Mary Poppins was into spoonfuls of sugar, but here it's more about spoonfuls of jasmine tea burnt caramel...
He’s moved on from the Smith St digs where he plied his new-wave Chinese to excellent effect for the past year, but though Victor Liong’s Lee Ho Fook now calls the CBD home, it’s still rocking the same good time vibes even if the surrounds are now slightly smarter.
Follow the electric red neon sign that shines like a beacon beckoning the hungry down this very Melbourne laneway landscape (street art, band posters, even stencil art of Victor himself) and head up to the second floor of the warehouse chic conversion for a procession of hits that have mostly made the move from Collingwood.
Such bites as the tea egg, a gooey yolked savoury number that’s enlivened with a splash of vibrant herb oil, or a bowl of silken tofu and scallops tossed through soy butter, punch well above their price point.

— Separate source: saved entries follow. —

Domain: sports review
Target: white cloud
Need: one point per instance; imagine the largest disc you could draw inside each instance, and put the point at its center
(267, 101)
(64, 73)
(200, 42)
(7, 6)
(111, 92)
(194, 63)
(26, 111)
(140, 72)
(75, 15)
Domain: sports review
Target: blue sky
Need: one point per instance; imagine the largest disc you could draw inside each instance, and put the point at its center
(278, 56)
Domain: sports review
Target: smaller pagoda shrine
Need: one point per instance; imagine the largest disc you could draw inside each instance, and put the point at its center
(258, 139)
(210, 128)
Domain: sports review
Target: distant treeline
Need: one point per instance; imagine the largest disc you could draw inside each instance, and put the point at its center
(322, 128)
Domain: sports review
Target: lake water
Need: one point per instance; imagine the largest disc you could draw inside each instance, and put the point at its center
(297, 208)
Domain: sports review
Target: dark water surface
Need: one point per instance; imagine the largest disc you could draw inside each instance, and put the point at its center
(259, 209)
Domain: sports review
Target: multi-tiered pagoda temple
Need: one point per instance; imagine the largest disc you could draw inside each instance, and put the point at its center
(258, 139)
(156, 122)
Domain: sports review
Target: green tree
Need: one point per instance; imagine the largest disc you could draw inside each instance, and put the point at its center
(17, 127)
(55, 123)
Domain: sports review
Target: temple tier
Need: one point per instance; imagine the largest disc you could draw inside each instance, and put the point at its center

Modern dishes – a sublime plate of raw kingfish, radish and cloud fungi – sit alongside more traditional classics – a genre-redefining sweet and sour pork – but which are created and plated with today’s care. The signature xinjiang-style lamb shoulder is a feature dish for good reason – chilli-spiked fatty rich meat that’s eaten with sumac-spiced fried Ughgur bread is outrageously good.

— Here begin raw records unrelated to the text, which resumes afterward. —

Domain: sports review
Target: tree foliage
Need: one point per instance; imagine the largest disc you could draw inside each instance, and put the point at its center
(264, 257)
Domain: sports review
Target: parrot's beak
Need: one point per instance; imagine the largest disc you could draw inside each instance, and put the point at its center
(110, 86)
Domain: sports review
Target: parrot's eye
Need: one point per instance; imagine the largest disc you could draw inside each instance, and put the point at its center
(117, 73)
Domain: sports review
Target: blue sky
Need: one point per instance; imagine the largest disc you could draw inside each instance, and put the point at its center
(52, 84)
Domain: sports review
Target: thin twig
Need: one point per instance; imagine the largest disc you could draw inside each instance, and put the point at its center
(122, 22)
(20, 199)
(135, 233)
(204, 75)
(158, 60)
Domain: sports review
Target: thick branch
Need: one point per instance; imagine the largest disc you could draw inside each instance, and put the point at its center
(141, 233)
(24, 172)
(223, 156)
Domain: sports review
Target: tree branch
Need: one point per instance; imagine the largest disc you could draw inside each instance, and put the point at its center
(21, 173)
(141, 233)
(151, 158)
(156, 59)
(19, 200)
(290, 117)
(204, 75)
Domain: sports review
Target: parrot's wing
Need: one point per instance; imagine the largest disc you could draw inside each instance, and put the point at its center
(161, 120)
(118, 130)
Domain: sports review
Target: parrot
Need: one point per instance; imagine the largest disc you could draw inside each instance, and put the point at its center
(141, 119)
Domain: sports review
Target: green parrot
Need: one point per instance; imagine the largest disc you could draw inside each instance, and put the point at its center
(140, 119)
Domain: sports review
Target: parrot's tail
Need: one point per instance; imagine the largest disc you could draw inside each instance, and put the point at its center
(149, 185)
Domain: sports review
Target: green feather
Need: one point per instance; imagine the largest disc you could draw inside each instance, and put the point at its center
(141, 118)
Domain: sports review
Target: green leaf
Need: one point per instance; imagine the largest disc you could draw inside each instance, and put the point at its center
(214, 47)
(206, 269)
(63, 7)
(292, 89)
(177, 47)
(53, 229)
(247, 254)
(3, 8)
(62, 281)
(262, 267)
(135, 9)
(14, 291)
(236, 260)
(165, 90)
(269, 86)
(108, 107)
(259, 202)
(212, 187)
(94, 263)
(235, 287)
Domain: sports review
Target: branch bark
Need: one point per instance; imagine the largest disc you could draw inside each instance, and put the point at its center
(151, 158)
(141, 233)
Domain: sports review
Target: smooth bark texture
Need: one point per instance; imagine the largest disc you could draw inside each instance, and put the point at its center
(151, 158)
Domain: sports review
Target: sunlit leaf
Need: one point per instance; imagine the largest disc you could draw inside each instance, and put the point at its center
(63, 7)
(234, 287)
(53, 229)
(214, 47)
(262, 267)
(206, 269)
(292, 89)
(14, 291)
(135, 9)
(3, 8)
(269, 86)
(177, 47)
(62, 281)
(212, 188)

Desserts take the form of a spoonful of this (jasmine tea burnt caramel) or a spoonful of that (white peach granita) while wines – though they tend to the (very) expensive – are curated with care.
Service is generally sharp, delivered by a team who were still in nappies when the defiantly 80s playlist last ruled the charts. You’ll be dining with Spandau Ballet and a-ha et al, and if that gives some inkling into the mindset of this owner-operator chef who is doing his best to put the fun and funk into dining Chinese today, so well it should. Lee Ho Fook’s settling into its new neighbourhood just fine.